As I was pondering the upcoming NCAA tournament this week, it suddenly hit me how underwhelming and lackluster it is, compared to some of the other championship sports events out there. Sure, it’s got the upset excitement here or there, and a decent story or two every year, but there’s just something about it that doesn’t sit right with me. I will try to explain.
I think there are two core problems with the NCAA tournament. One is the number of participants, the other is the nature of the college game itself. Let’s look at the former problem first. The NCAA tournament currently accepts 68 teams into the field. Granted, the play-in games make the field 64, but 68 teams still get a chance to win a title, and 64 is still too many. Since the 64 team format’s inception in 1985, the lowest seed to actually win the tournament was 8 seeded Villanova in 1985. Realistically, teams seeded lower than that shouldn’t even have the chance to play for a championship. However, with the inclusion of 68 teams, undeserving teams who get hot have a huge impact on the outcome of the tournament.
The most recent example of this is VCU, who scraped their way through the play-in game and into Final Four. The 13 and 14 seeds have made it to the Sweet Sixteen seven times. The 11 and 12 seeds have made it to the Final Four four times. These teams, while they didn’t win, had a huge effect on the eventual winner of the tournament when they really had no business being there to begin with. Imagine if VCU weren’t in the tournament and instead of playing VCU in the Final Four, Butler had to play Kansas instead. It completely changes things.

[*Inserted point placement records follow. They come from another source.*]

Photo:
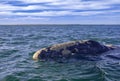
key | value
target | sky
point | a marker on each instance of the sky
(59, 11)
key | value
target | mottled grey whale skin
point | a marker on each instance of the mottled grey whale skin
(71, 50)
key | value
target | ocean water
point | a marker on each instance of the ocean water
(19, 42)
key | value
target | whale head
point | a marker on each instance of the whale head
(40, 54)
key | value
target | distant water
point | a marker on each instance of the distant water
(18, 43)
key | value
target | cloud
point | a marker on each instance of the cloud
(40, 9)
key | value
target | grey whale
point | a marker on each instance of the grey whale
(71, 50)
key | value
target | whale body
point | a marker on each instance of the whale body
(71, 50)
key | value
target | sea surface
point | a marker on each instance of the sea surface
(19, 42)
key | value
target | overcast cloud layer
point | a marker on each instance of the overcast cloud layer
(59, 11)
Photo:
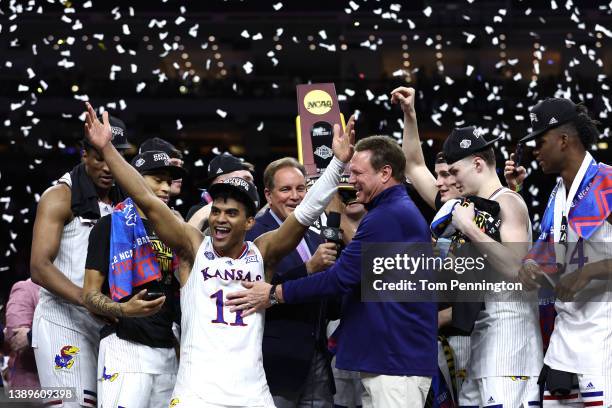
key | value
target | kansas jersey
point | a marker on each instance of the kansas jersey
(221, 358)
(582, 338)
(506, 339)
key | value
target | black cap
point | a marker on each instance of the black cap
(464, 142)
(152, 161)
(160, 145)
(549, 114)
(242, 186)
(223, 164)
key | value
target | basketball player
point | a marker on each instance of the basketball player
(506, 346)
(578, 221)
(65, 335)
(221, 358)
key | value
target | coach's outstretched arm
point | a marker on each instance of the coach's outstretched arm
(276, 244)
(175, 233)
(416, 169)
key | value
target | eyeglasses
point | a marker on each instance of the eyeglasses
(347, 195)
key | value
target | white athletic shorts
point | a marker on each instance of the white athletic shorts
(65, 358)
(500, 392)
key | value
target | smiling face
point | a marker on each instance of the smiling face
(97, 169)
(466, 180)
(445, 182)
(367, 182)
(288, 190)
(229, 222)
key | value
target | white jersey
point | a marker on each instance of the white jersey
(70, 260)
(581, 341)
(221, 359)
(506, 340)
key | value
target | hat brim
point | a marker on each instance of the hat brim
(534, 135)
(219, 188)
(122, 146)
(175, 172)
(480, 149)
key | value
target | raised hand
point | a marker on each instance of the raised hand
(343, 143)
(98, 133)
(405, 97)
(323, 258)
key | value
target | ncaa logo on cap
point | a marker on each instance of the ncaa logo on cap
(466, 143)
(238, 182)
(116, 131)
(162, 157)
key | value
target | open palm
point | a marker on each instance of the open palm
(98, 133)
(343, 143)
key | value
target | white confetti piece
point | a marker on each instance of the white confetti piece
(248, 67)
(193, 31)
(436, 118)
(469, 37)
(603, 30)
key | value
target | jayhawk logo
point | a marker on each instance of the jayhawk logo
(110, 377)
(65, 359)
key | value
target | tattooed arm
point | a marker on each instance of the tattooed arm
(100, 304)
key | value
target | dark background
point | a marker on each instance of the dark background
(378, 46)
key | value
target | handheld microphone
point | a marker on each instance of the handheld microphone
(332, 232)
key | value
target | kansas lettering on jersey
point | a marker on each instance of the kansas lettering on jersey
(221, 358)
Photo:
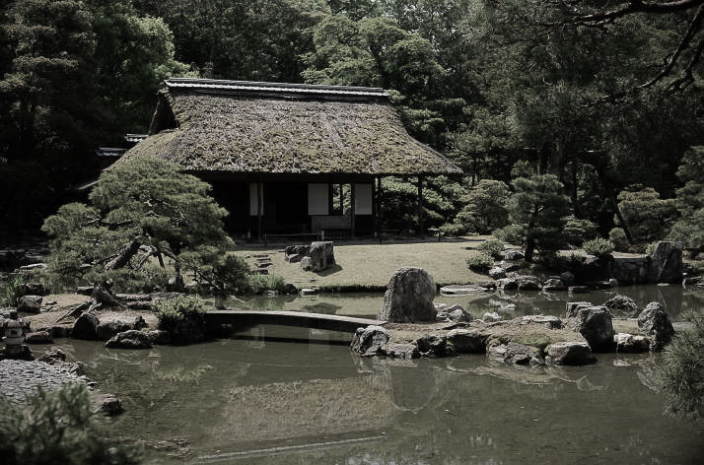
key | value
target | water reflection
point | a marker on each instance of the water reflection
(234, 401)
(676, 299)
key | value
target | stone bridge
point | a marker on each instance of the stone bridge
(249, 318)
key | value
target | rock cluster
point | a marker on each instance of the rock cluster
(316, 257)
(409, 297)
(654, 322)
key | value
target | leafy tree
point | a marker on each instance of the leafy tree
(141, 208)
(647, 216)
(537, 211)
(485, 206)
(579, 230)
(73, 75)
(682, 371)
(442, 199)
(598, 247)
(58, 427)
(689, 228)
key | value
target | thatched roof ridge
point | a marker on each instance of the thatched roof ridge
(269, 128)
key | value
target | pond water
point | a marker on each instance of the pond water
(676, 300)
(258, 401)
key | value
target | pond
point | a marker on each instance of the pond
(258, 401)
(676, 300)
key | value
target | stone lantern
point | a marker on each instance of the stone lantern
(14, 339)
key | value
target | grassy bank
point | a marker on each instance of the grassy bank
(368, 266)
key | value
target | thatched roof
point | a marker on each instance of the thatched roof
(253, 127)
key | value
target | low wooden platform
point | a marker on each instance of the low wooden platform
(248, 318)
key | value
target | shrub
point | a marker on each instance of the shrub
(58, 427)
(485, 206)
(577, 231)
(480, 263)
(618, 238)
(647, 216)
(216, 272)
(183, 318)
(452, 229)
(10, 291)
(258, 283)
(141, 208)
(598, 247)
(682, 371)
(538, 207)
(511, 234)
(492, 248)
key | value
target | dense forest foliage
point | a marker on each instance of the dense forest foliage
(601, 107)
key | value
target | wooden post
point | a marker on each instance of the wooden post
(377, 209)
(260, 205)
(420, 206)
(352, 209)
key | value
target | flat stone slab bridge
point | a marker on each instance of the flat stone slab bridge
(247, 318)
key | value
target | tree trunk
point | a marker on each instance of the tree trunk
(530, 248)
(124, 256)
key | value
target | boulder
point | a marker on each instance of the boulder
(621, 305)
(467, 341)
(321, 255)
(631, 343)
(403, 351)
(458, 314)
(528, 283)
(549, 321)
(490, 317)
(434, 345)
(369, 341)
(554, 285)
(106, 330)
(567, 278)
(497, 272)
(665, 263)
(39, 337)
(86, 327)
(512, 352)
(595, 324)
(512, 254)
(409, 297)
(578, 289)
(653, 321)
(307, 264)
(508, 266)
(630, 270)
(573, 307)
(33, 288)
(158, 336)
(507, 284)
(461, 290)
(30, 304)
(294, 253)
(131, 339)
(569, 353)
(109, 404)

Just because a team in that position is capable of getting hot and winning against a 1 seed doesn’t mean they should be given the opportunity to do so in a one game winner takes all scenario.
The second problem with the NCAA tournament is the nature of the college game itself. The way the rules are now with the NBA, one and dones are prevalent among most of the perennial powerhouses. Coaches aren’t given the time or opportunity needed in order to develop their recruits into champions. The best example of this is perhaps Coach John Calipari’s teams at Memphis and Kentucky. Calipari frequently had 2-3 or more freshman draft picks in his starting lineups from 2006 to the present. Those teams, many of which had arguably the greatest collection of talent in college basketball in their given year, only won a championship once. The reason for this is inexperience. Teams filled with talented freshmen do not have the experience needed to weather the storm when they get hit in the mouth early in the game by a less talented team that gets hot and is loaded with juniors and seniors. Why do you think Butler made it to two championship games? Why did Duke win in 2010 with a relatively low talent level? Why did UConn win in 2011? They got hot at the right time and they were led by seasoned upperclassmen.
Before 2012, the last team to win the tournament who was arguably the best team there was Kansas, and Florida the year before them. Those teams are the exception to the rule, and they had the best of both worlds. Kansas was led by veterans in Mario Chalmers, Russel Robinson, and Brandon Rush, while getting quality contribution from underclassmen Sherron Collins and Darrel Arthur. Similarly, Florida was led by veterans Joakim Noah, Corey Brewer, and Al Horford but got quality contribution from highly touted recruit Maureese Speights.
Now, I realize the current format has produced chaos and excitement for the average fan, but how could we make the tournament better for the real basketball fans and make sure the best team wins more often? I would propose two changes. First, the tournament size should be reduced to 32 teams. 32 is a plenty high enough number, and it will force teams to place more importance on the regular season so they don’t have the option to sneak in on the bubble on a mediocre effort. Second, the rule for players going to the NBA should be changed to replicate the MLB rule. That is, if a player wants to go to the NBA straight out of high school, he should be allowed to do so. However, if he does not go straight out of high school, he will not be allowed in the NBA for three years, effectively eliminating one-and-dones and ensuring college players stay in college through their junior year. That way, players who have the talent and ability can go straight to the NBA if they feel they can, and others cannot leave after one season, leaving a coach having to rebuild seemingly every year.
I don’t think either of these things will happen, for a number of reasons. For these both to happen the NCAA and the NBA would need to make changes to their current rules. The NCAA would have to sacrifice a little money in reducing the field, but with the right marketing campaign they could eventually make the numbers work. But they would rather stick with the status quo and not have to make the effort. The NBA doesn’t care about the NCAA product, so long as they get the best players at the best time. Both would be wise to work together on this though, for the sake of dedicated college basketball fans everywhere.